There is some difficulty in reconciling these provisions. The new code ordinarily uses the word “appeal” to describe a process by which a superior tribunal reviews the proceedings of an inferior one, to determine whether error has been committed. In the justice’s code the same word is applied to a method by which a litigant can by giving a bond procure the immediate vacation of a judgment against him, however rightful its rendition may have been. The first section above quoted seems to contemplate an appeal from a justice’s judgment in the former sense — implying a review of the proceedings and an investigation of their correctness. It declares that such a judgment may be “reversed, vacated or modified by the district court,” the apparent meaning being that the judgment shall be reversed or modified if found to be erroneous. The “appeal” provided in the justice’s code does not afford an opportunity for the reversal or modification of the judgment. The giving of the bond at once and of itself vacates the judgment absolutely, leaving the case to be tried *359as though it had originally been brought in the district court, which has nothing to do with the justice’s judgment.

On the other hand, the language of section 568, that “appeals from judgments of justices of the peace shall be taken in the manner provided” in the justice’s code, strongly suggests that only one method of appeal from the justice’s judgment is contemplated. In that view the portion of section 571 which extends to other courts the procedure for appeals to the supreme court does not apply to judgments rendered in justice court, since that case is one for which special provision is made. This interpretation is strengthened by the fact that no method is provided by which to preserve for review the questions passed upon by a justice of the peace.
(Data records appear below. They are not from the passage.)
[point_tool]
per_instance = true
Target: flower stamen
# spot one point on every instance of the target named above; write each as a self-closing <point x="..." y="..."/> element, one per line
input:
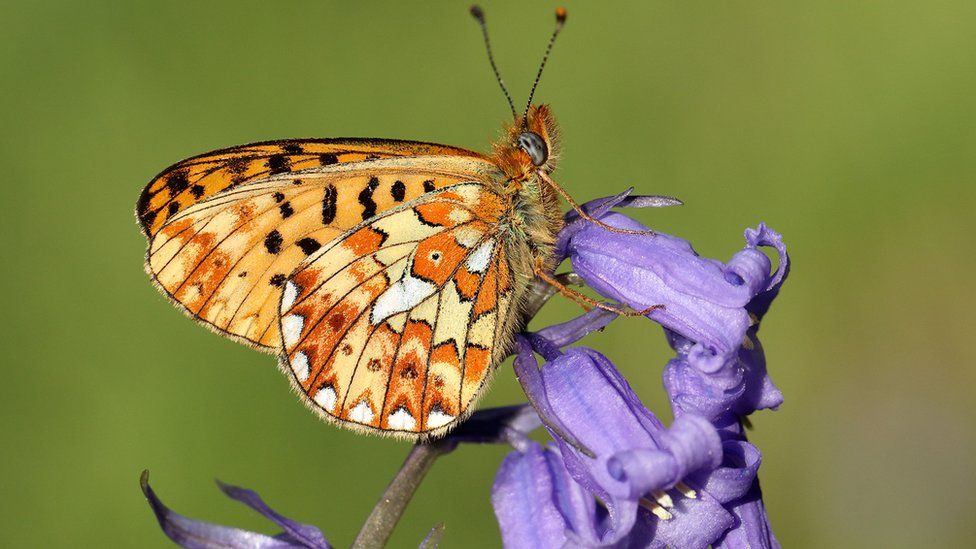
<point x="686" y="490"/>
<point x="653" y="507"/>
<point x="663" y="498"/>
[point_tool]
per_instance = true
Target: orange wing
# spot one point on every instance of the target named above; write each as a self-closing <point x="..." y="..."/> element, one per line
<point x="395" y="326"/>
<point x="200" y="177"/>
<point x="225" y="251"/>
The procedure of the district court can not be made ,to apply, for want of a stenographer, and the sections of the justice’s code relating to bills of exceptions have been repealed by implication. (Kroenert v. Sawyer, 87 Kan. 374, 124 Pac. 418.) Upon full consideration the court is of the opinion that the sections quoted must be construed not only as eliminating the petition in error of the earlier practice, but also as doing away entirely with the right to have the rulings of a justice of the peace on questions of law reviewed in the district court. The remedy by giving an appeal bond is not a complete substitute for that formerly provided by the petition in error, because it is available only to a litigant who is able to give security in double the amount of the judgment against him, which in at least one city court may be as high as $1000. Moreover, the giving of a bond would in some cases amount to a waiver of the error complained of; for instance, the validity of an attachment of property claimed to be exempt would be rendered immaterial by an undertaking to pay the judgment. It seems impracticable, however, to interpret the statute as affording the relief formerly given by proceedings in error, and if substantial injustice re-*360suits for want of it the remedy must be sought in additional legislation.

The judgment is reversed with directions to dismiss the appeal.